As a member of the HELP committee, Senator Paul has made objections to Xavier Becerra’s nomination from the beginning. Rather than focus on Becerra’s qualifications, Paul’s obstruction stems from pure political animosity, resorting to making extreme and inaccurate claims about his positions on reproductive health. What Paul should be concerned about are the 450,000 Americans who have died from COVID-19 — including 4,000 Kentuckians — and those who will continue to get sick and die while Paul makes bad-faith arguments to delay Becerra’s confirmation. Almost a year into our country’s fight with COVID-19, Americans shouldn’t have to pay the deadly price of Paul’s political preferences. These delays are the difference between life and death for Kentuckians, and Paul must get out of the way and let the Biden administration get to work addressing the pandemic, starting with naming Becerra as HHS secretary. 

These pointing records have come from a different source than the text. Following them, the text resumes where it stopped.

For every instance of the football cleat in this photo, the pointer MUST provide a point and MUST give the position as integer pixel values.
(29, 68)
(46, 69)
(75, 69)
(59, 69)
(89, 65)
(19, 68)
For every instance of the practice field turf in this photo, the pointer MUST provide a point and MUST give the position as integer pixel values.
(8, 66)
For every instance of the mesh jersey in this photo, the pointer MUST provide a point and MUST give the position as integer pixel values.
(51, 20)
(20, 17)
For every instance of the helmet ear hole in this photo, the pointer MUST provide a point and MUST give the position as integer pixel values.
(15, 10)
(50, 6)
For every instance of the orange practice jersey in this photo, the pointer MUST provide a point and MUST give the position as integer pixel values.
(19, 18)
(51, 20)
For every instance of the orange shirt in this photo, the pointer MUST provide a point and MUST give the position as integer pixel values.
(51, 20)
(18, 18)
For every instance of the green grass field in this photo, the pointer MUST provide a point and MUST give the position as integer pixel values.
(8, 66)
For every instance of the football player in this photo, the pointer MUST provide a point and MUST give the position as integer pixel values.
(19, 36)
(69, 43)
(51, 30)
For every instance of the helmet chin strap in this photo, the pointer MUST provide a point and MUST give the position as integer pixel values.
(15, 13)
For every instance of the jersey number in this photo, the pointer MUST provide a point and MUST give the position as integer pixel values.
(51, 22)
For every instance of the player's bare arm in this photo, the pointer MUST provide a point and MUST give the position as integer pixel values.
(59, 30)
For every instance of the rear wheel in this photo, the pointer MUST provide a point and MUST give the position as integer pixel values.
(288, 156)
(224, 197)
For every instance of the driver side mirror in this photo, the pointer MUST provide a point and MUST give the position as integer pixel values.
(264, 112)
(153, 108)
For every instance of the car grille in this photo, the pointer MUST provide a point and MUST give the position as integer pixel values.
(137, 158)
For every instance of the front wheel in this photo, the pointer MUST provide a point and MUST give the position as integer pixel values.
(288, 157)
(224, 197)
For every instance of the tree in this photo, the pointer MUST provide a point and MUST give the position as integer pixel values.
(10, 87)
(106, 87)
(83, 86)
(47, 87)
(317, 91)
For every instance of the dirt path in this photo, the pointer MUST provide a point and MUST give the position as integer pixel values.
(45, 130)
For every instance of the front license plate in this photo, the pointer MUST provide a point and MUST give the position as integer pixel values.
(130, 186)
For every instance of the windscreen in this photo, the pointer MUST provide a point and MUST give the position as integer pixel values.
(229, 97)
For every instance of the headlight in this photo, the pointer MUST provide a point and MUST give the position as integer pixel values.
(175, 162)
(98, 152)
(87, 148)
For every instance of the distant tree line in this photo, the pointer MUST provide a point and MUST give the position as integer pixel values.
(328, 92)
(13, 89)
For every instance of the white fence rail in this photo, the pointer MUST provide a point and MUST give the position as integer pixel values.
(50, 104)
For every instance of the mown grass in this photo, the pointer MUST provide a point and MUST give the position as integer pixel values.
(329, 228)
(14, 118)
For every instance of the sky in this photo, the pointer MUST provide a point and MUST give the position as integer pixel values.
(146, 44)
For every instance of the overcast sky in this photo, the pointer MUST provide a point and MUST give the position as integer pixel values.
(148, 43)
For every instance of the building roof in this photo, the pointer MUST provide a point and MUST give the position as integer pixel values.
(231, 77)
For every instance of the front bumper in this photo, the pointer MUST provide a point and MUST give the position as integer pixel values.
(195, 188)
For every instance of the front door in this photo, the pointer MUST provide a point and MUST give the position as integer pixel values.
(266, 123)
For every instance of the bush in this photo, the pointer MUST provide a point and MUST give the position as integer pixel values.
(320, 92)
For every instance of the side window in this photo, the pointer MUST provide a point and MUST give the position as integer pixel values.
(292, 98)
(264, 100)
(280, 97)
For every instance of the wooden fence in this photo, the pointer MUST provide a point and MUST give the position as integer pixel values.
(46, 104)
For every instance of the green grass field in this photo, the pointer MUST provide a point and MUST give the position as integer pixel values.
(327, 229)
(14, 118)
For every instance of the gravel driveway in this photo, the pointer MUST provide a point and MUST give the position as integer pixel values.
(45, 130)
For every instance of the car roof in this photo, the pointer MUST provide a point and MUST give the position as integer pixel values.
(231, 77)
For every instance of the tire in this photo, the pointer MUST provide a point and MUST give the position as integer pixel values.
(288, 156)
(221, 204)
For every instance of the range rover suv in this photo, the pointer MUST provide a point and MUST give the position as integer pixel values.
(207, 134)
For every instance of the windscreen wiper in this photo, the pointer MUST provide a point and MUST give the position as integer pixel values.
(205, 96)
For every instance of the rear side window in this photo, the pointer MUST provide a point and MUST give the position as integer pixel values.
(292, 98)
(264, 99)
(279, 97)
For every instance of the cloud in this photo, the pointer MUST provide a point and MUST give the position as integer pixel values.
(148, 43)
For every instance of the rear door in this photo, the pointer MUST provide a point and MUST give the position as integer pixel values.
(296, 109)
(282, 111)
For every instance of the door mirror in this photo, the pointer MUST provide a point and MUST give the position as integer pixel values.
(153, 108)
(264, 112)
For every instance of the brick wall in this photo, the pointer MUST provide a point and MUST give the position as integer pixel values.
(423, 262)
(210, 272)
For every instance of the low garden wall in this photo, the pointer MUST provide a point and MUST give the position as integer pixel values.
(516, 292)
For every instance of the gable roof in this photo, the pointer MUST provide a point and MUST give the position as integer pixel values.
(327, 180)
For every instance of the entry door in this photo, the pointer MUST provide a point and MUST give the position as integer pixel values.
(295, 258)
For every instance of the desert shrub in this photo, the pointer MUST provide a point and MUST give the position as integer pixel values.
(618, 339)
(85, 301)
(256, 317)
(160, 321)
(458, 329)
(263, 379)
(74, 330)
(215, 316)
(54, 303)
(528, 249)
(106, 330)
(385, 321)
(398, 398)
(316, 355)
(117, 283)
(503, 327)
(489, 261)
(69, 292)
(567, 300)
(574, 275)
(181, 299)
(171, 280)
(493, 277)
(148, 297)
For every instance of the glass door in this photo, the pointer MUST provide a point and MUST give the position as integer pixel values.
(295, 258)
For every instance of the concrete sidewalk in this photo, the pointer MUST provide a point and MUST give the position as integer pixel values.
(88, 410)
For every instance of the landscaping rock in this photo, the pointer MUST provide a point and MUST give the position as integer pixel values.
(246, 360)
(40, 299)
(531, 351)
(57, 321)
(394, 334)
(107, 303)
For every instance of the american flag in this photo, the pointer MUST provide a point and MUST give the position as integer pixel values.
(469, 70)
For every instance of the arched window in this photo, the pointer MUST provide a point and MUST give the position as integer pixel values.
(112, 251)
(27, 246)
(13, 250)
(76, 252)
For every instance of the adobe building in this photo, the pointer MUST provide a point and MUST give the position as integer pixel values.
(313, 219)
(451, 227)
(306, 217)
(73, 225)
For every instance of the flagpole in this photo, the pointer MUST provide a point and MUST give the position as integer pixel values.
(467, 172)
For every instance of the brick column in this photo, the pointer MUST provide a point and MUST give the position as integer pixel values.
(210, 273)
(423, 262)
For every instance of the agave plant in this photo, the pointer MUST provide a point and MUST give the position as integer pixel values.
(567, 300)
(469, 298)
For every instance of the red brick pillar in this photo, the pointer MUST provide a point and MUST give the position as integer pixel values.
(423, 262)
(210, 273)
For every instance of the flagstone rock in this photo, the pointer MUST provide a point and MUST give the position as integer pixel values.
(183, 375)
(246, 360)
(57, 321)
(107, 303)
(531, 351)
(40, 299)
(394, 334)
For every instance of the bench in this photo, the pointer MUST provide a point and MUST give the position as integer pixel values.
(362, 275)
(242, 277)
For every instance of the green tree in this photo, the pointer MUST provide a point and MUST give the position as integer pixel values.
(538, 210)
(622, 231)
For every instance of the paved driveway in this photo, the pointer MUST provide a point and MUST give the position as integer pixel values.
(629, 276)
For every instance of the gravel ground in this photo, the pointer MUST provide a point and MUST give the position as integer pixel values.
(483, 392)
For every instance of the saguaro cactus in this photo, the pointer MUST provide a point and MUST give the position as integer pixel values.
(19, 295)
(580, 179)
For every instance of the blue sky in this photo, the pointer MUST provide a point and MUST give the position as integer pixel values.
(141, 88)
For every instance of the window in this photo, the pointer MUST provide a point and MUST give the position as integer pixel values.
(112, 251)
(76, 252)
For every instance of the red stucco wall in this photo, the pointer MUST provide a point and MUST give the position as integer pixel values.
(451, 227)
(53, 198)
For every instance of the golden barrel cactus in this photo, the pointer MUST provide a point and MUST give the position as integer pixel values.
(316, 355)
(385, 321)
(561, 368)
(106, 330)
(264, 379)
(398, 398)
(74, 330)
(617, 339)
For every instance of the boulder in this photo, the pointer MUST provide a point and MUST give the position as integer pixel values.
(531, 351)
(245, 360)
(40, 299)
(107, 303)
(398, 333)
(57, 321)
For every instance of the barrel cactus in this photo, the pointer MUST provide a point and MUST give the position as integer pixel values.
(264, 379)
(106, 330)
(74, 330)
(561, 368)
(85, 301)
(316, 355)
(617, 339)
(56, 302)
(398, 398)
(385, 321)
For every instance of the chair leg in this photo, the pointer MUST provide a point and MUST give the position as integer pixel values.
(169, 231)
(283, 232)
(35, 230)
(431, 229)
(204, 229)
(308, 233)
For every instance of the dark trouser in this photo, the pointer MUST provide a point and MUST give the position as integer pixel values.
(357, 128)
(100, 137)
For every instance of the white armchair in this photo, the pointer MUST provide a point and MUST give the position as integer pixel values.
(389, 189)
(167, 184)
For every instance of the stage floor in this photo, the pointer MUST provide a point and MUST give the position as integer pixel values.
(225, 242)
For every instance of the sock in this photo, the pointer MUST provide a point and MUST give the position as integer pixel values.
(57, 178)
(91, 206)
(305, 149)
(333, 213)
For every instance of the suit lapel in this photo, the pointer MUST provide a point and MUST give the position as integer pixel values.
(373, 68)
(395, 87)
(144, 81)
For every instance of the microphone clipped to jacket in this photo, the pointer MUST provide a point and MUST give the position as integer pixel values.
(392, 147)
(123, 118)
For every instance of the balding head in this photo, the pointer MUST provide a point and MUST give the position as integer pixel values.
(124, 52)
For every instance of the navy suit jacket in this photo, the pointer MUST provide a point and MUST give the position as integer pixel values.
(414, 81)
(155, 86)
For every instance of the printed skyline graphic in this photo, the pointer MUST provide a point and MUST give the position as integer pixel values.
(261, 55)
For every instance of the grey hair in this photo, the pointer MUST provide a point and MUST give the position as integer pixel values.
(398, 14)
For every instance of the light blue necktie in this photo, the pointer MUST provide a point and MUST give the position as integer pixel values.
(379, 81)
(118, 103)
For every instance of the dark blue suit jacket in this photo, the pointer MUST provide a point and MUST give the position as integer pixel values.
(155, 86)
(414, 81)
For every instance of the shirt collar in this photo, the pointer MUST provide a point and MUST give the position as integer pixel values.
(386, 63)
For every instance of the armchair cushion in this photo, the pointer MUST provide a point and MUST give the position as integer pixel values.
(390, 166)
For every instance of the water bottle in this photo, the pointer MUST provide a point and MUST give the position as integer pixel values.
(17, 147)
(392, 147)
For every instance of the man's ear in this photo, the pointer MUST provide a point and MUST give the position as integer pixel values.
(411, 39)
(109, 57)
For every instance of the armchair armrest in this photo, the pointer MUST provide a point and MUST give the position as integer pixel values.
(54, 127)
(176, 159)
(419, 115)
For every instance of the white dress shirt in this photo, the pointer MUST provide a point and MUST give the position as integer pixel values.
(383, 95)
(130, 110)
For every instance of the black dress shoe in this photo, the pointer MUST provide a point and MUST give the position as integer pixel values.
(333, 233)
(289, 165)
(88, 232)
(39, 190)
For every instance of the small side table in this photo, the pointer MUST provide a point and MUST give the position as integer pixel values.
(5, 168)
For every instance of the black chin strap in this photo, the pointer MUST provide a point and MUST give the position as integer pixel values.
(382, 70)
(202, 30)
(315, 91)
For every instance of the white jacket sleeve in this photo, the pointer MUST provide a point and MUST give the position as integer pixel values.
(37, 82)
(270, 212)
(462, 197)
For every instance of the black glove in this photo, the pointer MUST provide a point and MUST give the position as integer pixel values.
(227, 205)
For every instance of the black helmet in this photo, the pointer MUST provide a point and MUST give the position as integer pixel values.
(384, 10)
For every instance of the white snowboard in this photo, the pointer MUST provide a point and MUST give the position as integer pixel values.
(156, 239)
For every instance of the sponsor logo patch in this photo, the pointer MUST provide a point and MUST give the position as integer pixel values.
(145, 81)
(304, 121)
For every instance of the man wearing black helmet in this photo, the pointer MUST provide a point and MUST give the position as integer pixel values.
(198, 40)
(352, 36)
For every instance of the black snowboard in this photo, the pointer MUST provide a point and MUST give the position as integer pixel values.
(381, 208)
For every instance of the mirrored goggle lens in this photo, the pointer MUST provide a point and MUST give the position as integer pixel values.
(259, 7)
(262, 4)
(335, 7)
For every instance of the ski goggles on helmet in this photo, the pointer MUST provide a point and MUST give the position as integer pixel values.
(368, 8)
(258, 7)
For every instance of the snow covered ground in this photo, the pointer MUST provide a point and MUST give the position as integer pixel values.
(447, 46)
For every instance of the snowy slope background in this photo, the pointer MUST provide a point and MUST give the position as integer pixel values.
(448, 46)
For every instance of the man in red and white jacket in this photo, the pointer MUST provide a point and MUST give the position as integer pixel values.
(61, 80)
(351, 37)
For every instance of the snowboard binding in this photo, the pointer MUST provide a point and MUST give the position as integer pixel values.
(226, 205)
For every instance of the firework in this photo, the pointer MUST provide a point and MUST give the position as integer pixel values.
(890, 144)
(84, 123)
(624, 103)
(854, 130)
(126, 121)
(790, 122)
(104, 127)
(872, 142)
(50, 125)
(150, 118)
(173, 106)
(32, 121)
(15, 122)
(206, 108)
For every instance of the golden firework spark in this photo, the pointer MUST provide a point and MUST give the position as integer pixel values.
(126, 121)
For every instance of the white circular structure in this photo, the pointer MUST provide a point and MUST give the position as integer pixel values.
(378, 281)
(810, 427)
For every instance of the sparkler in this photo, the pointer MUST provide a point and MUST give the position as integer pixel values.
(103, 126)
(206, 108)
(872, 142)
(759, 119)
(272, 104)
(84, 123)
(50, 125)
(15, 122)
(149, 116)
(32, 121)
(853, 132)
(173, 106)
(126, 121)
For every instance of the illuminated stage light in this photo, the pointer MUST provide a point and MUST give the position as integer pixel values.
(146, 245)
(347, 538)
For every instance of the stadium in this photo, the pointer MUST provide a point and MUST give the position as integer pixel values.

The Department of Health and Human Services plays a major role in the work that must be done to get the COVID-19 pandemic under control. After being left with a “nonexistent coronavirus vaccine distribution plan” by the outgoing Trump administration, President Biden is essentially starting “from scratch” and needs his HHS secretary in place to help distribute hundreds of millions of vaccine doses across the country. Further delays could cause vaccines to expire before being administered, forcing life-saving doses to be tossed in the trash. Senate Republicans failed to do their job while they had power during the lame-duck period. It’s time for Republicans to work across the aisle to ensure the Biden administration has all the tools to combat the COVID crisis as quickly and effectively as possible, starting with Becerra’s swift confirmation. 

Here’s a quick snapshot of the COVID-19 situation in Kentucky:

  • Total Case Count: 367,163
  • Daily Case Count Average: 2,523
  • Total Death Count: 3,977
  • Hospital ICU Occupancy Rate: 68%
  • Kentuckians Completely Vaccinated: 1.5%
  • Kentuckians Who Received At Least One Vaccine Dose: 7.6%
  • Percent Of Vaccine Supply Distributed: 62%
  • Disproportionate Racial Impacts:
    • Black Kentuckians, Native Americans, Hispanic/Latinos, and Pacific Islanders were more likely to contract COVID-19 than white Kentuckians.
    • Black Kentuckians were more likely to die from COVID-19 than white Kentuckians.